James E. Hardee, in pro. per.

Thomas C. Lynch, Atty. Gen., Robert R. Granucci, Deputy Atty. Gen., Michael J. Phelan, Deputy Atty. Gen., San Francisco, Cal., for appellee.

Before POPE, CHAMBERS and BARNES, Circuit Judges.


Appellant, a state prisoner proceeding in propria persona and forma pauperis, appeals from the denial of his petition for a writ of habeas corpus. The district court ruled:

"This Court's ruling in Carrizosa v. Wilson, (Judge Zirpoli) No. 43323 (July 23, 1965) [D.C., 244 F. Supp. 120], forecloses further discussion of the [petitioner's] allegation, which is based in fact upon a retrospective application of Escobedo v. [State of] Illinois, 378 U.S. 478 [84 S. Ct. 1758, 12 L. Ed. 2d 977] (1964)." (The right to counsel.)

For two reasons, the judgment of the district court must be, and is, affirmed.

* The district court's conclusion that the Escobedo rule had no retroactive effect was correct. In Johnson et al. v.
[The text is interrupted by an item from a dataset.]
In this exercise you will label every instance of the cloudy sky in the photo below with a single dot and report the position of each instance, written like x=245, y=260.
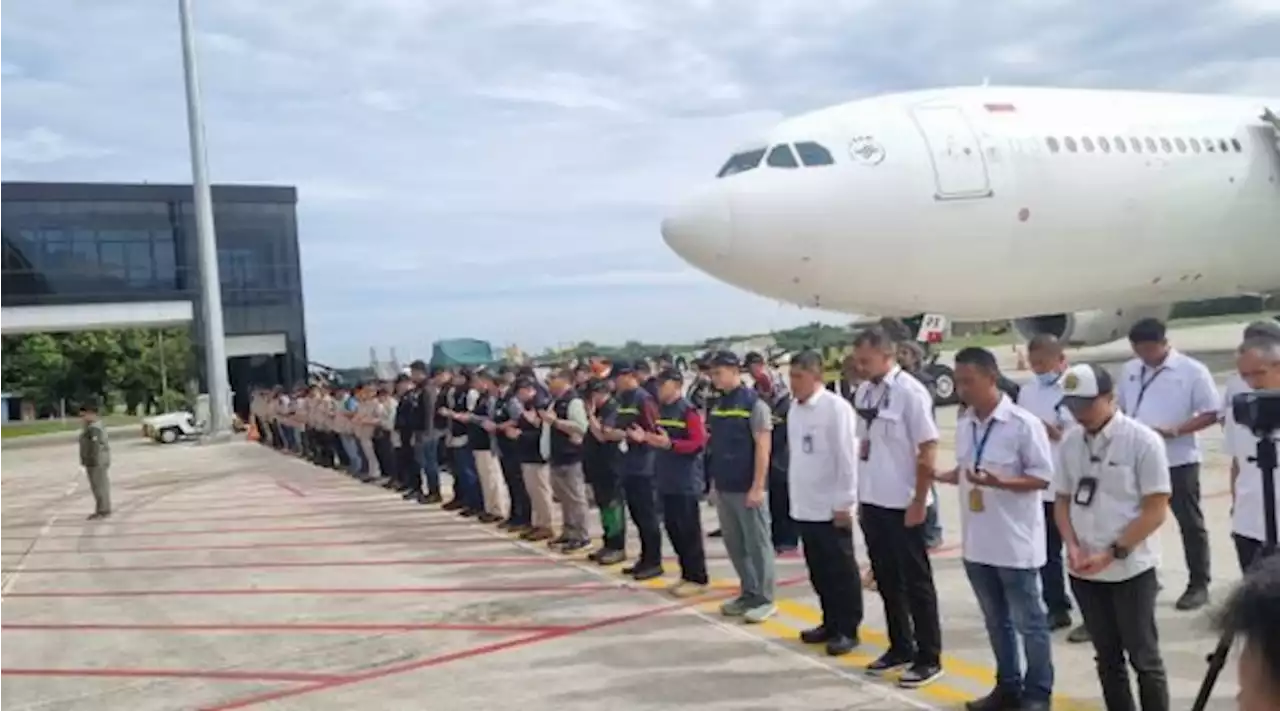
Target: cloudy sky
x=498, y=168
State of New Jersey, 384 U.S. 719, 86 S. Ct. 1772, 16 L. Ed. 2d 882 (decided June 20, 1966), the Supreme Court said:

"We hold that Escobedo affects only those cases in which the trial began after June 22, 1964, the date of that decision."

Thus, paraphrasing Johnson, we must hold: The conviction assailed here was obtained at a trial completed long before Escobedo was rendered, and the rulings of that case is therefore inapplicable to the present proceeding.


Appellant was charged with two counts of murder. He was represented by the public defender at the preliminary hearing. One witness at the scene of the double shooting testified that she was present with appellant and the two victims, and no one else, in her home where and when the killings occurred. Another eye witness who heard the shots described appellant's flight from the scene. Both were vigorously examined on appellant's behalf. Appellant's written statement was introduced in evidence,1  and appellant was bound over for trial.

At the time of the trial, appellant, represented by private counsel of his choice, pleaded guilty. Thus, because of his plea of guilty made when represented by counsel, the appellant stands convicted, not because of a confession or statement, but by reason of his plea alone. This forecloses any collateral attack. Wallace v. Heinze, 351 F.2d 39 (9th Cir. 1965); Thomas v. United States, 290 F.2d 696-697 (9th Cir. 1961).



Appellant freely admitted the shootings. The last sentence in his statement reads: "I can't understand why [you ask for] all the details when I've told you I'm guilty."